Here’s a question: How do college students go about selecting their classes? A portion of a student’s courses are predetermined due to his or her specific major or general education requirements, but what about the remainder, which must be hand-picked from an orchard of options? There are a number of elements that might influence students during this decision process, such as friends, counselors, advisors, intriguing one-sentence course summaries in the class catalog, websites or booklets with professor reviews, a weakness for dinosaurs, etc. The matter to ponder is whether those resources are consistently helping students select classes that will benefit them in a significant and enduring way, because it’d be nice if our young scholars were getting constant value from their college enrollment outside of their Rec Cen membership.

There is, however, one source of valuable data that isn’t readily available to students when they’re deciding between classes for an upcoming quarter: the data from the course and teacher evaluations that students fill out at the end of a course. At present it’s unclear what impact these evaluations have on the teaching strategies of college professors. What is clear is that this source of collective student wisdom is not made directly available to students by the university, and that if the aggregate scores of course evaluations were published for every class in the online course catalog, professors would pay a lot more attention to them than they presently do.

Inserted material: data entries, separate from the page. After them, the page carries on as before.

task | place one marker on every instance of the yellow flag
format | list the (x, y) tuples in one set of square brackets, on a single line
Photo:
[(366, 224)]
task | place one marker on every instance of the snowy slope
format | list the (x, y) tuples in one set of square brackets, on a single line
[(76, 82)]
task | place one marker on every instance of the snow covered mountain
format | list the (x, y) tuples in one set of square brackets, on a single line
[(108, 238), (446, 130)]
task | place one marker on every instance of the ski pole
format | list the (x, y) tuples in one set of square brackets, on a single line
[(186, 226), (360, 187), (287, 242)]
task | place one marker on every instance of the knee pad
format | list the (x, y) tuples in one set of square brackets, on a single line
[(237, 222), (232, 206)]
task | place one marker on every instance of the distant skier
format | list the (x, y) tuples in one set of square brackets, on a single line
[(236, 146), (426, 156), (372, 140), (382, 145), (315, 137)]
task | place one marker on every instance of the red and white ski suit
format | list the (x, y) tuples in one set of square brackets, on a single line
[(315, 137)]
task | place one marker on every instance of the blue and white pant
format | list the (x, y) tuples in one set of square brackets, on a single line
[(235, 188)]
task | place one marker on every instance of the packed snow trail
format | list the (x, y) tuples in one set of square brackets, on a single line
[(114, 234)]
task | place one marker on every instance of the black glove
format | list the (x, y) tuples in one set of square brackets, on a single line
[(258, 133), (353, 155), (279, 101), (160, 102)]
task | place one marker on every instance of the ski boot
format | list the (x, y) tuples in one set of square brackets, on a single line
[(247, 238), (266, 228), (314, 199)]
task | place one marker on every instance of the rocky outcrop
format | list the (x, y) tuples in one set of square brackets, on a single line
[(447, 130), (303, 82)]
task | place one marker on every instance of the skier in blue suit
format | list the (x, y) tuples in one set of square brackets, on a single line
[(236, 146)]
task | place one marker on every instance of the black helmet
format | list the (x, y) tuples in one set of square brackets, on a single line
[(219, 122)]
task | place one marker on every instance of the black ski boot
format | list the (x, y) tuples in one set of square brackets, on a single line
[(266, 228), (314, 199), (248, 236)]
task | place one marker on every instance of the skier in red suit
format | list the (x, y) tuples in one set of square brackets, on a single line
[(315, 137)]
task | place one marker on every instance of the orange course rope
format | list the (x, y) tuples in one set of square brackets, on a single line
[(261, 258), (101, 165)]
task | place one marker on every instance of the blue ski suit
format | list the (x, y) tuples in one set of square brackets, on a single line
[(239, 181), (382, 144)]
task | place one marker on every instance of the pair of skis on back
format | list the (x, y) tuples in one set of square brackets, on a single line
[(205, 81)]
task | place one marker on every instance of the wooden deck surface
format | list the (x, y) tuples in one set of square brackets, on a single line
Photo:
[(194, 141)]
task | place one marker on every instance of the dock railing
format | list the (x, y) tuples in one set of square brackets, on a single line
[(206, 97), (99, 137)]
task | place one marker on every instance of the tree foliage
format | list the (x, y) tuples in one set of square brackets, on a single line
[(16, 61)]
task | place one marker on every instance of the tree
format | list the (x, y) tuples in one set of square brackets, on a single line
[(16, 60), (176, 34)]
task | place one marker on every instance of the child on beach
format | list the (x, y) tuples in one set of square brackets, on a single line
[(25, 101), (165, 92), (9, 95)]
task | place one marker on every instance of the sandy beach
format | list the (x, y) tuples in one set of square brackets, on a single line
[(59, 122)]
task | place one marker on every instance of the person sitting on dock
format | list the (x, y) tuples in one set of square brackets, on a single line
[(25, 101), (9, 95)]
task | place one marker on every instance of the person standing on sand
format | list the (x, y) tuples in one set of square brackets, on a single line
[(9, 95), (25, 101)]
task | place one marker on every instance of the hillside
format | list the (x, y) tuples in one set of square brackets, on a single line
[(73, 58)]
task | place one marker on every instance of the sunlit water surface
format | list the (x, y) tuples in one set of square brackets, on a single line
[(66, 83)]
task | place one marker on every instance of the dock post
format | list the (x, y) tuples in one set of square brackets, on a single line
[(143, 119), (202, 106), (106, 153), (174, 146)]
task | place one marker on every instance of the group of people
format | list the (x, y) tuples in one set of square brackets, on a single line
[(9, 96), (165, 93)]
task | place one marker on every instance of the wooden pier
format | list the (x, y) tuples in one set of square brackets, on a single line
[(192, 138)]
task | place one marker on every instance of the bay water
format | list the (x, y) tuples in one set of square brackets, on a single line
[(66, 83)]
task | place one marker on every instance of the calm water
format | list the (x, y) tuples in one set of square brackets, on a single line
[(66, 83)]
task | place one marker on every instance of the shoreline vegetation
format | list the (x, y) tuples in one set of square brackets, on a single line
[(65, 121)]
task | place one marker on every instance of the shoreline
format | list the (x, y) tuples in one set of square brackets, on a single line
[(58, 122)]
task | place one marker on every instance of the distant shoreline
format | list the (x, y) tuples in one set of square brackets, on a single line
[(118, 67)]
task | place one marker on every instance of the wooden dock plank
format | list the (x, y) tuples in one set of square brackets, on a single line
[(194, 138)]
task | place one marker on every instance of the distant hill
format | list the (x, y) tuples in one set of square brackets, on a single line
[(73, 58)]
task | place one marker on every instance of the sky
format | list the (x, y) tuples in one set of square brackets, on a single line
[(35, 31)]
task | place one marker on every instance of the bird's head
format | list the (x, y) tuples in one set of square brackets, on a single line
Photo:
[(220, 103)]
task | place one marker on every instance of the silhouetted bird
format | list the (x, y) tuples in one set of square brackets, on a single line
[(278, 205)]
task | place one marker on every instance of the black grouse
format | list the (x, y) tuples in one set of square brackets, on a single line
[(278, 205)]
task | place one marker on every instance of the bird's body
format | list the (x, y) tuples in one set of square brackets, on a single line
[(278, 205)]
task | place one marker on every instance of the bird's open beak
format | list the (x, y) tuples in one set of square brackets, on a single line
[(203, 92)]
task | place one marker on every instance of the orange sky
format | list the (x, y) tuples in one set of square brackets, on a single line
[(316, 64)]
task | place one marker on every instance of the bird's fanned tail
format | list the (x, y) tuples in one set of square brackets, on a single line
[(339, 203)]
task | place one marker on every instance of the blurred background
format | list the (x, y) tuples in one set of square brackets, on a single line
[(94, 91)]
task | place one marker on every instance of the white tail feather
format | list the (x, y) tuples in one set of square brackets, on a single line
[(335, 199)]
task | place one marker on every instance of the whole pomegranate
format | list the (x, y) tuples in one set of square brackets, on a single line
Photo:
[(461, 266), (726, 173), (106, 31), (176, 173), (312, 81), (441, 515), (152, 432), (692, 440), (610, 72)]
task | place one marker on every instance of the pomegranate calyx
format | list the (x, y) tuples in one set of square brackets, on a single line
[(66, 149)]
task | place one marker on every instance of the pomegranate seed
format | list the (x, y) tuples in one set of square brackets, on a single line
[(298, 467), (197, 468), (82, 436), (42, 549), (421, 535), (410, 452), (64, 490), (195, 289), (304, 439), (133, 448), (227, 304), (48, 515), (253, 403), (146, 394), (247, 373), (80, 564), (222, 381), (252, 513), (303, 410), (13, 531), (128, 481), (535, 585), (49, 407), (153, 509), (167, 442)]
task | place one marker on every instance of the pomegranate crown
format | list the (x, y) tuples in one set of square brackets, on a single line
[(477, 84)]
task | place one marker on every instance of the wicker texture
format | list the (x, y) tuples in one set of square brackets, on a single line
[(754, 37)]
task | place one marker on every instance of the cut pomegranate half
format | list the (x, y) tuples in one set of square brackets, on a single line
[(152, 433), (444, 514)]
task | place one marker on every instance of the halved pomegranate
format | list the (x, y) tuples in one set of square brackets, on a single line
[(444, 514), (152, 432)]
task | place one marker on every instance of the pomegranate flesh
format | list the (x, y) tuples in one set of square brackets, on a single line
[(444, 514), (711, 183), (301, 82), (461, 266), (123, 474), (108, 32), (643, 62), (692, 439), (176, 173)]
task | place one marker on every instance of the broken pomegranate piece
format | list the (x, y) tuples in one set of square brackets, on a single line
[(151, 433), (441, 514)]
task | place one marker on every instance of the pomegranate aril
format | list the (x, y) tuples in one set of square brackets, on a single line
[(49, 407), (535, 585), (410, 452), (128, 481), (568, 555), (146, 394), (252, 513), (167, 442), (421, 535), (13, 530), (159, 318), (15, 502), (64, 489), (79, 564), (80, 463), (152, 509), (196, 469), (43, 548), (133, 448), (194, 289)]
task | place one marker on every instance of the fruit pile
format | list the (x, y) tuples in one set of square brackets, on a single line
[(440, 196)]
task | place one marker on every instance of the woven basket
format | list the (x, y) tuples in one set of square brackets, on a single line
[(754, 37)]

Regarding the usefulness of the evaluations themselves, there seems to be an opportunity to improve their ability to generate information that will be of use to students and faculty alike. For example, current evaluations contain questions such as, “To what extent were course goals clearly presented?” and “To what extent were course goals achieved?” While it’s important for professors to state the course goals and achieve them, these questions don’t address whether those goals actually benefited the students. Using the above questions as a standard of evaluation, a professor could state and achieve the goal of putting half the class to sleep in every lecture and still receive top marks from student reviewers.

So is there a way to improve the course evaluation system? Yes, there is. Here are my proposed new categories by which to judge the merits of a college course:


Inspirational Potency – Does the class motivate you to improve your behavior, or spark a new interest in something, or reveal exciting opportunities that you weren’t previously aware of?

Engagement of Attention– Are you genuinely interested and intrigued by what is taking place in class to the point that you’re actually compelled to ask questions and contribute to discussions?

Intellectual Stimulation – Does the class put you in challenging situations where you’re forced to display work ethic and ingenuity as well as expand your capabilities?

Skill Development – Did you develop specific abilities you didn’t have before the class that you’ll be able to make use of once the class is over?

Joy Level – Did you have fun in the class, and were you happy while you were there?

Memorability – Can you truly see yourself remembering this course four years from now?


There it is: a new course evaluation metric. Rate each category on a scale from 1-10, put comments on the back of the paper and that’s that. Then school administrators can publish the average scores for each category for every course-professor combination on GOLD, and, suddenly, students can find classes worth more than just four extra units.

Connor Hastings is a graduate student of environmental studies and management.